ReplyDeleteThis changes the dynamics in New Mexico, Nevada, Colorado, Virginia, North Carolina, and Georgia. If you believe that his approval / disappoval numbers and the right direction / wrong track numbers (yes, I see the asymmetry in the question), then he has better chances up picking up states in this group than in the rust belt. I would put Colorado and Nevada as lean Democrat and New Mexico as solid Democrat. Virginia shows every sign of becoming a strong Democratic state for statewide national elections, but I would want to see more polling. The numbers showing North Carolina and Georgia as being competative (Georgia) or leaning Obama (North Carolina) are interesting but I don't really believe that they will play out that way on election day. That said, the fact that he is doing much better in North Carolina than Ohio tells an important story about demographic shifts. Thinking of the south as a given electoral win for the Repulicans may have worked in the 1980s and 1990s, but in 2012 Obama would have to win just one in five votes from white people in Georgia if hispanics and blacks turned out in comparable numbers and broke 80-20 for Obama (which is lower than the numbers from 2012).
You are dead-on right in your assessment of the Rust belt. I think the state budget / union issues in that region will keep Wisconsin, Minnosota, and Michigan from becoming a battlefield states, but I would put Pennsylvia as a toss-up (which you would not guess from the historical data), Ohio and Iowa as leans Republican, Indiana and Missouri as solid Republican.
I think you are dead wrong on the Pacific Northwest.

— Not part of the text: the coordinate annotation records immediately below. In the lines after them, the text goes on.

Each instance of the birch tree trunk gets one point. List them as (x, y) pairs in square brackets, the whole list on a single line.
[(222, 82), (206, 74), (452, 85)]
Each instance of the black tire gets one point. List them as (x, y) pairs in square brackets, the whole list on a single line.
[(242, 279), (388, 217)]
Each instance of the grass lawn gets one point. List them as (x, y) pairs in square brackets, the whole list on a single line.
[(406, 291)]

If the Republicans re-invented themselves as a centrist party and ran an over moderate (and that the ran a much better campaign than McCain did who I think should have done much better than he did), then maybe. There have been very popular moderate or technocratic Republicans who won statewide elections there, but I do not think you will see a social conservative win a west coast state without a major demographic or cultural shift.

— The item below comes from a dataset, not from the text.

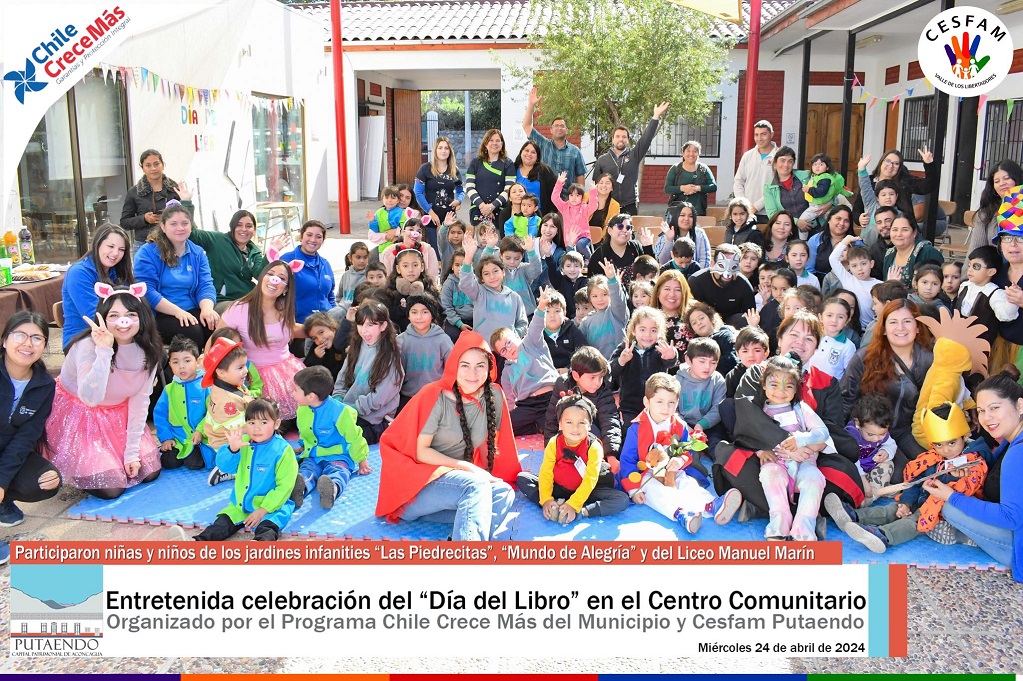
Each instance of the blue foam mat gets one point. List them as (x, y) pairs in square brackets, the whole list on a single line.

Florida is critical to either party, but I think it is too confusing to game out and I still wouldn't rule out Jeb Bush as a potential candidate.
So if the Republicans win Ohio and Florida, hold onto the Missouri, North Carolina and Georgia, pick up Indiana and Iowa and the Democrats hold onto Pennsylviania and Virginia then the final list of battlegrounds would be Colorado, New Hampshire, and Nevada. Obama would have to win two out of those three to win.
Lean Republic or Better: Florida, Ohio, Iowa, North Carolina, Georgia, Indiana
Lean Democrat or Better: Colorado, Virginia, New Mexico, Michigan, Wisconsin, Oregon, Washington
True Toss-Up: Nevada, New Hampshire, Pennsylvania
It may be an unusual breakdown, but I think it reflects both recent polling (look at Gallup's recent state-by-state national poll) and the demographic reality. That said, I doubt the Democrats are completely willing to conceed Iowa, Florida, or Ohio and I doubt the Republicans are willing to conceed Virginia or the purple states in the south west / rocky mountain region.